3. Optional and lazy; the floor moves to 3.12. Harbor needs Python ≥3.12, and touchstone's requires-python is raised to match (the project owner opted in). The Harbor import still lives behind pip install touchstone-eval[harbor] and is imported lazily inside the executor's factory, so non-Harbor runs pull nothing. container.backend becomes docker | harbor; container.harbor_runtime (docker/daytona/modal/e2b/runloop/gke/…) is passed through to Harbor, and env_passthrough secrets cross into the (possibly cloud) sandbox by name only — never the whole host environment.

4. Construction is isolated, verified, and overridable. Harbor couples environment construction to its own Task/Trial config models, so it is quarantined in build_harbor_environment: harbor_runtimeEnvironmentType, image → the task env's docker_image, passthrough secrets → its env. This is verified end-to-end against Harbor 0.16.1 on the docker runtime (construct → start → exec → upload → stop, plus a full touchstone run whose in-sandbox agent recorded the container's OS, not the host's).
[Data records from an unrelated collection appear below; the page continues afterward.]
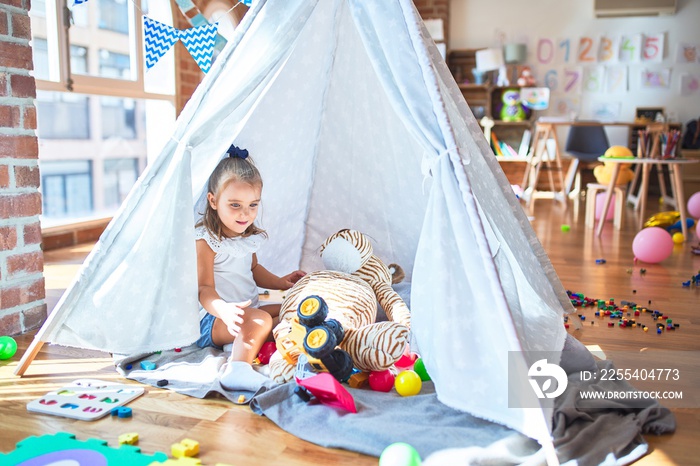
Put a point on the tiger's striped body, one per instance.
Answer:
(352, 300)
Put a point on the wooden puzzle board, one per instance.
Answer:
(85, 399)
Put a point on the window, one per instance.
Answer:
(114, 65)
(118, 118)
(99, 114)
(119, 176)
(67, 188)
(62, 115)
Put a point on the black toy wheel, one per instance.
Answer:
(319, 342)
(339, 364)
(337, 329)
(312, 311)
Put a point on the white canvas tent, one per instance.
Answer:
(355, 122)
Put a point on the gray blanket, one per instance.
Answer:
(586, 436)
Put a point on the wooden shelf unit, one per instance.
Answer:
(485, 99)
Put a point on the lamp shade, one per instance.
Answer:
(515, 53)
(489, 59)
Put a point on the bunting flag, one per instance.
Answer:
(199, 41)
(159, 38)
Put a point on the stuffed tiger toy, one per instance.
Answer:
(351, 289)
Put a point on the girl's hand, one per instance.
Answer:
(290, 279)
(232, 315)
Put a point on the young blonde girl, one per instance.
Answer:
(229, 273)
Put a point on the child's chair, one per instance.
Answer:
(591, 195)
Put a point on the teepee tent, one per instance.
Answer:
(354, 122)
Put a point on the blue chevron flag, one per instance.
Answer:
(200, 43)
(159, 38)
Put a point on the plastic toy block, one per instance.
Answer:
(185, 461)
(86, 399)
(186, 448)
(121, 412)
(63, 448)
(359, 380)
(131, 438)
(329, 391)
(148, 365)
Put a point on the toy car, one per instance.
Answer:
(318, 338)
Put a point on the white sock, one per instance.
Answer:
(239, 375)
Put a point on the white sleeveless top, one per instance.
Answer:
(233, 278)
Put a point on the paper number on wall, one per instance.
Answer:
(565, 49)
(616, 79)
(653, 47)
(586, 50)
(593, 79)
(572, 80)
(551, 80)
(606, 49)
(545, 51)
(630, 48)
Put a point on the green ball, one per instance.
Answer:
(419, 368)
(399, 454)
(8, 347)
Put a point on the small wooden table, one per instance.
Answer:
(676, 184)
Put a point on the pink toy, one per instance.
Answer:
(266, 351)
(406, 360)
(329, 391)
(381, 381)
(694, 205)
(652, 245)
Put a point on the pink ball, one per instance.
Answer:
(381, 381)
(266, 352)
(694, 205)
(600, 203)
(652, 245)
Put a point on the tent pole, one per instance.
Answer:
(550, 453)
(29, 356)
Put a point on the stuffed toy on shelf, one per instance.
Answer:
(603, 172)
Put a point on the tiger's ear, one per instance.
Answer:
(346, 251)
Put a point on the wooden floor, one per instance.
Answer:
(233, 435)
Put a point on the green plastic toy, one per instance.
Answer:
(8, 347)
(63, 448)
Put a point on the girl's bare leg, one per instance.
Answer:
(256, 326)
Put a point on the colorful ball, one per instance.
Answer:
(8, 347)
(419, 368)
(408, 383)
(266, 352)
(399, 454)
(652, 245)
(678, 238)
(600, 203)
(694, 205)
(381, 381)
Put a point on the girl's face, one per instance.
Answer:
(237, 206)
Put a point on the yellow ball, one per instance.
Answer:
(408, 383)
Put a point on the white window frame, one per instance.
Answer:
(58, 25)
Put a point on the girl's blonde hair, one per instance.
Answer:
(229, 169)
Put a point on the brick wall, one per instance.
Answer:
(22, 305)
(436, 9)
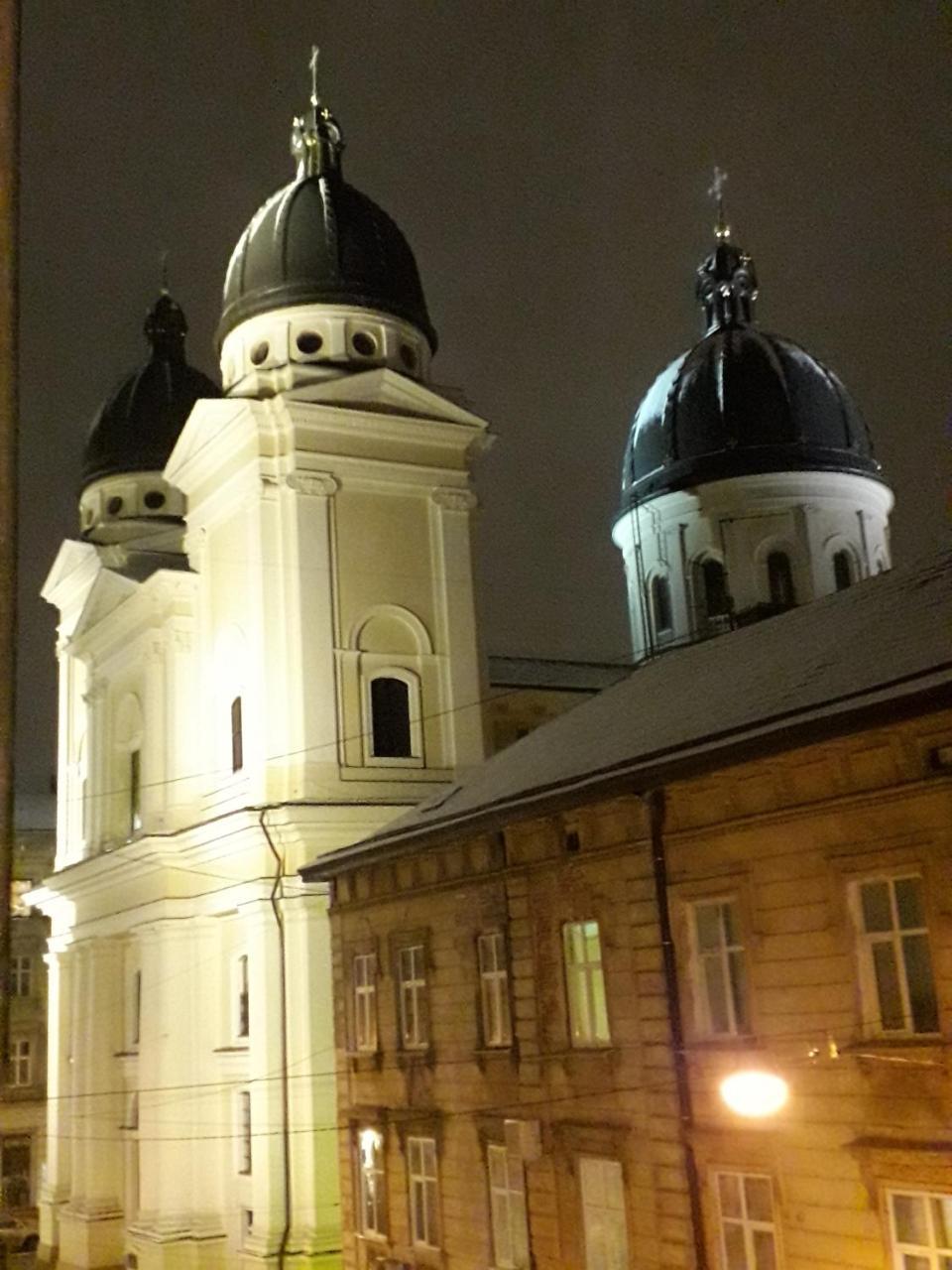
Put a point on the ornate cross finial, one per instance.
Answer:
(312, 64)
(716, 191)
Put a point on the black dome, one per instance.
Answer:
(318, 240)
(140, 423)
(740, 402)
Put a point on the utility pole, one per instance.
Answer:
(9, 405)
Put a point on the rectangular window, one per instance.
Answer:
(424, 1194)
(412, 983)
(920, 1225)
(372, 1182)
(243, 1020)
(898, 991)
(603, 1214)
(494, 989)
(21, 975)
(135, 792)
(244, 1137)
(585, 984)
(507, 1201)
(238, 744)
(365, 970)
(21, 1062)
(720, 971)
(136, 1008)
(746, 1210)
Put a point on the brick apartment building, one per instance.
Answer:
(739, 858)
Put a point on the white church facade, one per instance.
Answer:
(268, 649)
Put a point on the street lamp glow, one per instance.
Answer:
(754, 1093)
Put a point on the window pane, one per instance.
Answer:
(878, 915)
(757, 1193)
(942, 1219)
(909, 902)
(765, 1252)
(909, 1213)
(729, 1191)
(734, 1248)
(921, 989)
(708, 926)
(390, 717)
(890, 998)
(716, 994)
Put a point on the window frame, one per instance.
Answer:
(748, 1224)
(414, 698)
(703, 1012)
(936, 1252)
(363, 1003)
(873, 1023)
(244, 1155)
(428, 1185)
(416, 987)
(22, 975)
(494, 991)
(583, 1006)
(508, 1206)
(590, 1223)
(371, 1176)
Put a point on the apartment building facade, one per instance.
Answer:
(543, 979)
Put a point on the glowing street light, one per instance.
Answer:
(754, 1093)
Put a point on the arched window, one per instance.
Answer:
(779, 578)
(238, 743)
(661, 613)
(390, 717)
(842, 570)
(711, 589)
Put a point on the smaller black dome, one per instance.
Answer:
(740, 402)
(139, 425)
(318, 240)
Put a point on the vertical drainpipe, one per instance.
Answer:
(655, 803)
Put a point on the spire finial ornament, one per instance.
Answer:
(722, 229)
(316, 145)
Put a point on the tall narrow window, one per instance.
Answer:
(896, 971)
(779, 579)
(494, 989)
(244, 1132)
(711, 590)
(412, 985)
(720, 968)
(507, 1202)
(21, 1062)
(390, 717)
(238, 743)
(661, 616)
(746, 1210)
(372, 1179)
(21, 975)
(585, 984)
(603, 1214)
(842, 571)
(920, 1229)
(424, 1192)
(241, 998)
(136, 1007)
(135, 792)
(365, 985)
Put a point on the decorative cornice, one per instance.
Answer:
(454, 499)
(313, 483)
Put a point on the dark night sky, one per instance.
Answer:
(548, 164)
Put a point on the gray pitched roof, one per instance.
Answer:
(885, 642)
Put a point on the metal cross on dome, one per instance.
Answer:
(716, 191)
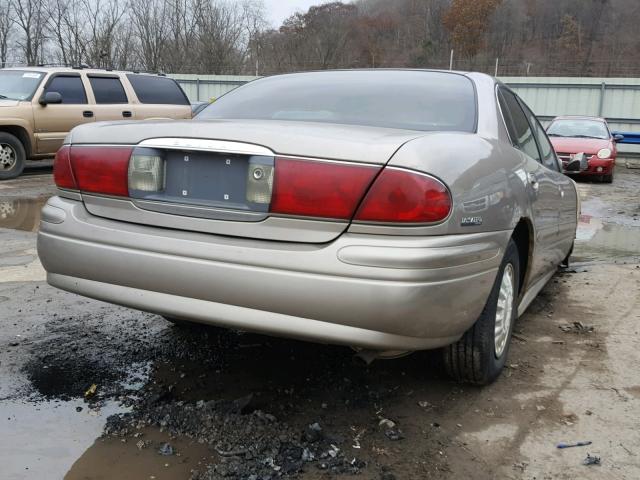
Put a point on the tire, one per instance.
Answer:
(479, 357)
(12, 156)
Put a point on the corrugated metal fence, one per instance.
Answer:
(616, 99)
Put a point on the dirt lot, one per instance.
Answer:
(201, 403)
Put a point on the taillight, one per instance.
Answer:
(319, 189)
(62, 173)
(101, 169)
(404, 196)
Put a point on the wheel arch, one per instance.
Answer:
(21, 134)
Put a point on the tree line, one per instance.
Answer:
(510, 37)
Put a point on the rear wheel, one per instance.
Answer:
(479, 356)
(12, 156)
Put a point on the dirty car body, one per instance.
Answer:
(313, 206)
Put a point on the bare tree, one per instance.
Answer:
(30, 18)
(67, 22)
(5, 31)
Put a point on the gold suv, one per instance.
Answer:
(40, 106)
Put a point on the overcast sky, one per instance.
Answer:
(278, 10)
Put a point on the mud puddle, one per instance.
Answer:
(21, 213)
(600, 240)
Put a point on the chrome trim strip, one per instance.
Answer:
(200, 144)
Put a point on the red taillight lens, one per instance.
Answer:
(101, 169)
(319, 189)
(404, 196)
(62, 173)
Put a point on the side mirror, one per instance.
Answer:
(578, 163)
(50, 97)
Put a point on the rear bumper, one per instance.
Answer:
(369, 291)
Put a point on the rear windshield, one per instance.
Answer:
(579, 128)
(158, 90)
(19, 84)
(414, 100)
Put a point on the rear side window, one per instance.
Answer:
(159, 90)
(519, 129)
(70, 87)
(108, 90)
(548, 153)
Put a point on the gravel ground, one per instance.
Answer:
(202, 403)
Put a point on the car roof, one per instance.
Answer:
(579, 117)
(50, 69)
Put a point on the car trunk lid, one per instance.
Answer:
(216, 174)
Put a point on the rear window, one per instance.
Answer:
(159, 90)
(108, 90)
(70, 87)
(414, 100)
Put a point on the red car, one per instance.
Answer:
(589, 135)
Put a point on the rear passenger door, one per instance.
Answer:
(54, 121)
(566, 200)
(159, 97)
(540, 187)
(111, 101)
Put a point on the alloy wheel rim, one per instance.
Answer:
(504, 310)
(7, 157)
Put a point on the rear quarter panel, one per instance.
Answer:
(486, 178)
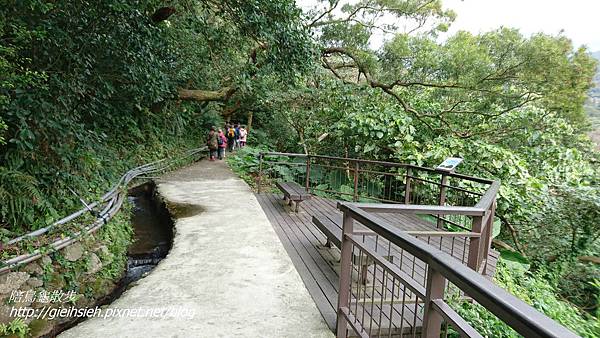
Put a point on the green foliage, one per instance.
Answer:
(245, 162)
(17, 327)
(535, 290)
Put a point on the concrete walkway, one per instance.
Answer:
(227, 274)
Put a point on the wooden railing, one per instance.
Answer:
(392, 303)
(430, 193)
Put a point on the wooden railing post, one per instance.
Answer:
(407, 186)
(442, 198)
(432, 321)
(489, 230)
(259, 179)
(345, 275)
(356, 171)
(307, 173)
(475, 244)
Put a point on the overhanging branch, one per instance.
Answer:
(206, 95)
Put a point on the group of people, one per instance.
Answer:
(233, 137)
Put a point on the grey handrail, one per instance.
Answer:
(420, 209)
(111, 201)
(514, 312)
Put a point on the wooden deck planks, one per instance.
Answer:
(318, 266)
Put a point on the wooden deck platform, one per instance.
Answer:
(318, 265)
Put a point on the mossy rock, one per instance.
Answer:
(39, 327)
(102, 287)
(56, 281)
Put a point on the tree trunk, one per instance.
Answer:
(205, 95)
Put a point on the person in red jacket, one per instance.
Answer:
(222, 141)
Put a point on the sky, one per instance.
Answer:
(579, 19)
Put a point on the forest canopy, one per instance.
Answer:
(88, 89)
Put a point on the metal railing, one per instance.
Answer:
(430, 193)
(391, 302)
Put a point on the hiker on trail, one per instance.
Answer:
(212, 143)
(222, 142)
(243, 136)
(230, 133)
(237, 135)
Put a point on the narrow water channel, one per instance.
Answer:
(152, 240)
(153, 231)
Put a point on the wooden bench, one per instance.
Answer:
(333, 232)
(293, 192)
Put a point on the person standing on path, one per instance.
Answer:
(237, 135)
(212, 143)
(230, 137)
(222, 142)
(243, 136)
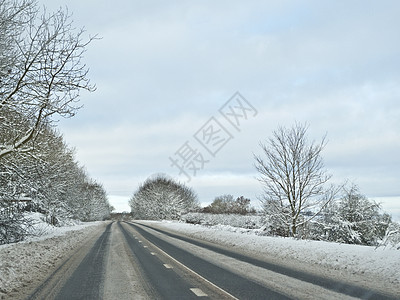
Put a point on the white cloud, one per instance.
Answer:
(164, 68)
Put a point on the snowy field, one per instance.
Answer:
(381, 263)
(22, 263)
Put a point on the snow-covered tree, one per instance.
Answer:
(41, 71)
(160, 197)
(292, 173)
(226, 204)
(355, 219)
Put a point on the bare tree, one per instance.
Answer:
(41, 69)
(294, 179)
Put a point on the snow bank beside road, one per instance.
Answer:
(25, 263)
(382, 264)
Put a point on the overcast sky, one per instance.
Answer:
(165, 70)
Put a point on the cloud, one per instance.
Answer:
(164, 68)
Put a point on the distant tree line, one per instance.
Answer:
(226, 204)
(160, 198)
(41, 76)
(298, 202)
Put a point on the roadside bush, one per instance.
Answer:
(234, 220)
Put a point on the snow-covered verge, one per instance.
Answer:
(382, 263)
(23, 262)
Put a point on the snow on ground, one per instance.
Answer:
(380, 263)
(24, 262)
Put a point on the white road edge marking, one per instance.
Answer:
(198, 292)
(167, 266)
(190, 270)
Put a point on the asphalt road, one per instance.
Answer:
(138, 261)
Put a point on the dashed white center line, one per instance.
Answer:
(167, 266)
(198, 292)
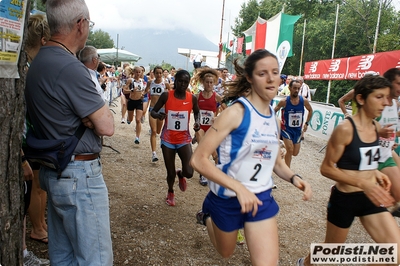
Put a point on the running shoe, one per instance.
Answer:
(182, 180)
(396, 212)
(170, 200)
(32, 260)
(300, 262)
(154, 158)
(240, 238)
(203, 181)
(201, 217)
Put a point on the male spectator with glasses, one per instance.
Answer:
(60, 96)
(89, 57)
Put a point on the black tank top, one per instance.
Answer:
(359, 155)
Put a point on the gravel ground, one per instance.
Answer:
(146, 231)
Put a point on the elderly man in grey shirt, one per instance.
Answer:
(60, 95)
(91, 59)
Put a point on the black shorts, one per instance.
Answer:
(27, 195)
(343, 207)
(135, 104)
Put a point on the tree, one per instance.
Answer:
(100, 39)
(11, 193)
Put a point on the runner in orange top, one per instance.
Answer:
(175, 136)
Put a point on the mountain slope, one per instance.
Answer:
(156, 46)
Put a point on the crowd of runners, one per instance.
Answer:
(241, 142)
(235, 163)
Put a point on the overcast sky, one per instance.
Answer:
(202, 16)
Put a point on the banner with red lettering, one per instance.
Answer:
(354, 67)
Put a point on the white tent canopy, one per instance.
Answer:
(112, 55)
(210, 58)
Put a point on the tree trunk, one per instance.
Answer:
(12, 117)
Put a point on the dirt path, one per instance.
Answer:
(146, 231)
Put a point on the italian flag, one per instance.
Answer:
(275, 35)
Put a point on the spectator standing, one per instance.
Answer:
(35, 198)
(124, 94)
(89, 57)
(60, 96)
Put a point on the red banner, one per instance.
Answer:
(354, 67)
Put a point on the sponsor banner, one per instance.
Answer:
(353, 68)
(323, 120)
(12, 19)
(354, 254)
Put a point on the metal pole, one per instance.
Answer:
(302, 46)
(377, 26)
(333, 52)
(220, 34)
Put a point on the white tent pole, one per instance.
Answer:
(220, 34)
(377, 26)
(333, 52)
(302, 46)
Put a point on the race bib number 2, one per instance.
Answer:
(295, 120)
(206, 117)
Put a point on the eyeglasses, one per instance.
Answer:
(91, 23)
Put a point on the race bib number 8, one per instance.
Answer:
(295, 120)
(177, 120)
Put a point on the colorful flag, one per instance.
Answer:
(239, 46)
(272, 34)
(249, 44)
(225, 51)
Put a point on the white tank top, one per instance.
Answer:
(389, 116)
(156, 89)
(248, 153)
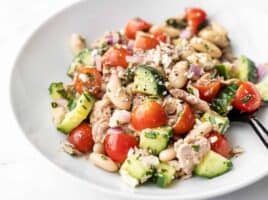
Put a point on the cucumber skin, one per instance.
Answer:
(203, 171)
(221, 103)
(65, 126)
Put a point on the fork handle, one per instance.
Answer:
(261, 131)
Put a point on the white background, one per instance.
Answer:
(24, 173)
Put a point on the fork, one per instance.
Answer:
(260, 130)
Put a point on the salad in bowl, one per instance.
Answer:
(151, 102)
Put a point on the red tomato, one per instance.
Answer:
(195, 17)
(117, 145)
(247, 98)
(185, 121)
(115, 56)
(207, 92)
(145, 42)
(91, 81)
(81, 138)
(158, 34)
(150, 114)
(135, 25)
(220, 144)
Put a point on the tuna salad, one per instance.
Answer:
(151, 102)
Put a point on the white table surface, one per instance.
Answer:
(24, 173)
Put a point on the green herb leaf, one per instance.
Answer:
(196, 147)
(150, 134)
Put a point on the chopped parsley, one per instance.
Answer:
(151, 135)
(196, 147)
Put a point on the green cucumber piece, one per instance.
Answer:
(246, 70)
(155, 140)
(72, 119)
(213, 165)
(222, 103)
(147, 80)
(164, 175)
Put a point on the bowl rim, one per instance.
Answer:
(27, 40)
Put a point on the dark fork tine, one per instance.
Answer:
(260, 130)
(258, 127)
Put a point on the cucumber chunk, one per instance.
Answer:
(147, 80)
(72, 119)
(219, 123)
(213, 165)
(135, 170)
(164, 175)
(83, 57)
(155, 140)
(263, 89)
(222, 103)
(246, 70)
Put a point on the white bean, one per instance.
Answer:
(216, 37)
(77, 43)
(178, 75)
(205, 46)
(167, 154)
(104, 162)
(98, 148)
(169, 31)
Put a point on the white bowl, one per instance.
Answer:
(45, 58)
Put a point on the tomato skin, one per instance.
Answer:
(117, 145)
(81, 138)
(145, 42)
(220, 144)
(115, 56)
(185, 121)
(158, 34)
(135, 25)
(247, 97)
(209, 91)
(195, 17)
(149, 114)
(93, 84)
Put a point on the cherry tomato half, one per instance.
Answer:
(115, 56)
(247, 97)
(207, 92)
(185, 121)
(135, 25)
(88, 79)
(149, 114)
(81, 138)
(158, 34)
(117, 145)
(195, 17)
(145, 41)
(220, 144)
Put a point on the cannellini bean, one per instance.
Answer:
(167, 154)
(168, 30)
(77, 43)
(214, 36)
(205, 46)
(178, 75)
(98, 148)
(104, 162)
(58, 114)
(118, 94)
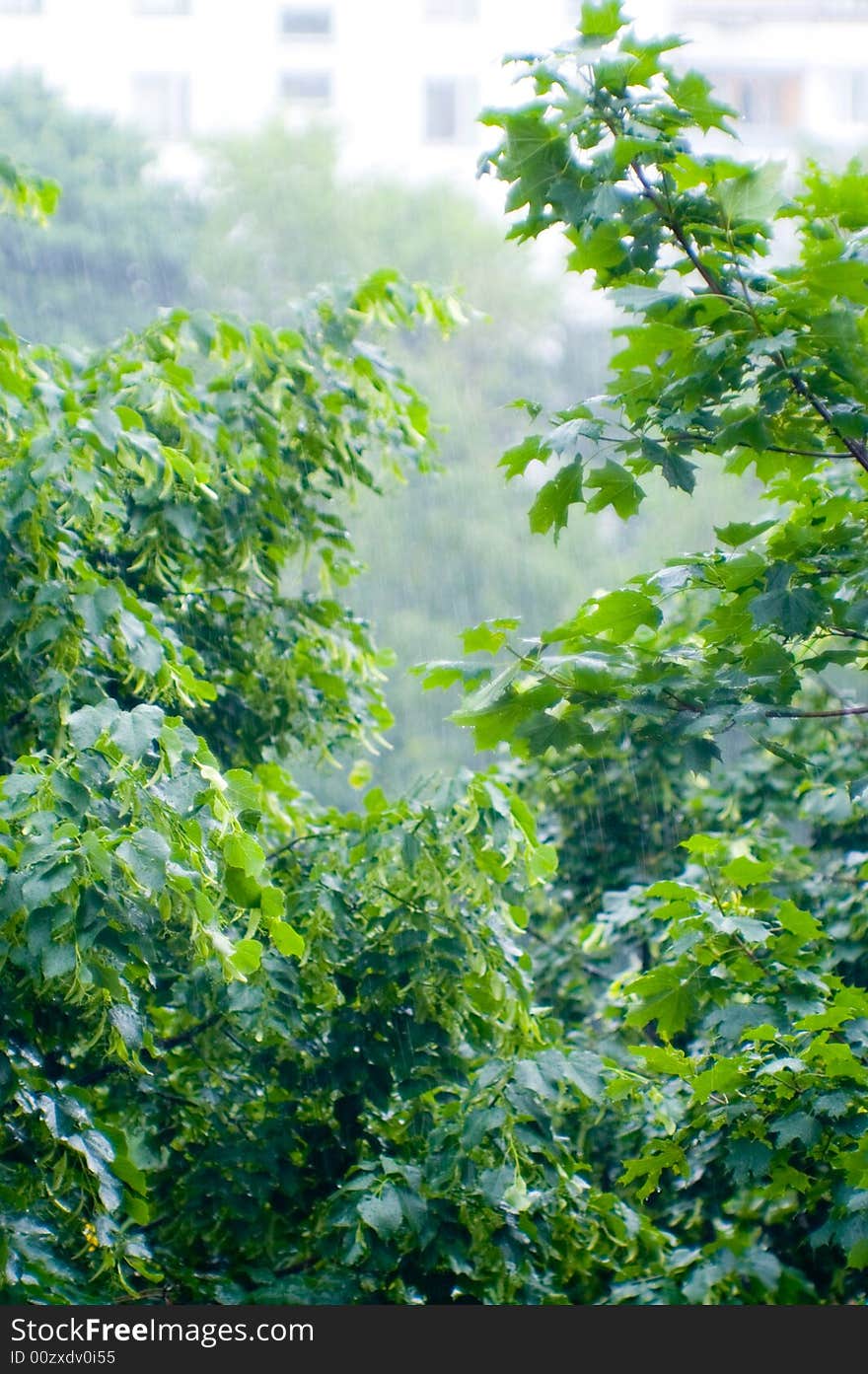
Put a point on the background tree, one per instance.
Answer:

For another Harbor version/runtime a Case can still bypass it with container.harbor_factory: "pkg.module:callable". HarborExecutor itself — the seam mapping — is additionally unit-tested against a fake async environment, so it is covered with or without a live Harbor.

Considered options

  • Adopt Harbor as the framework. Discards the Trace/matrix/Interaction/judge differentiators and Harbor's task format would replace the Case schema. Rejected — wrong layer.
  • Write each remote backend natively (k8s, Daytona, Modal, …). Months of transport code duplicating Harbor. Rejected; that's the reserved-backend debt ADR 0014 left, now paid by one adapter.
  • Make HarborExecutor async / the whole Executor async. A viral refactor of every call site for one backend's benefit. Rejected — the per-executor event loop confines async to the adapter.
  • Wrap Harbor behind the Executor seam (chosen). One adapter unlocks Harbor's whole fleet; the Trace, graders, harnesses, and runner are unchanged; the non-shared-FS staging is a clean, reusable generalization (it would serve any future remote backend, Harbor or not).

Consequences

  • The enterprise model is real, not reserved. container.backend: harbor + harbor_runtime: daytona (or modal/e2b/runloop/gke) runs each Cell in its own remote sandbox, agent included, with touchstone's grading and Trace intact. --workers already isolates Cells; Harbor isolates the compute.
  • stage_in/stage_out + shares_host_filesystem() are the contract for any non-shared-FS backend. A future native backend implements the FS surface + these three hooks and slots in the same way — the abstraction is now honestly backend-neutral (the gap the ADR 0014 review flagged is closed by construction, not just documented).
  • The build is verified, the override remains. build_harbor_environment is validated against Harbor 0.16.1 (docker); harbor_factory stays as the escape hatch for other runtimes/versions, and build_harbor_environment raises with that guidance if the extra is absent.
  • The cost is the 3.12 floor. Raising requires-python to 3.12 drops 3.10/3.11 users — an accepted trade for making Harbor (and its backends) first-class. The Harbor package is still optional (lazy, behind the extra); only container.backend: harbor Cases pull it.
  • CONTEXT.md gains the backend vocabulary; docs/cases.md/harnesses.md document backend: harbor.

Future work

  • Validate the cloud runtimes (Daytona/Modal/E2B/Runloop) against live providers and pin a Harbor version in a CI lane; docker is verified here.
  • Map Harbor's own verifier/trajectory hooks onto touchstone's Trace where they add signal (the Harness still owns the loop; this would only enrich observation).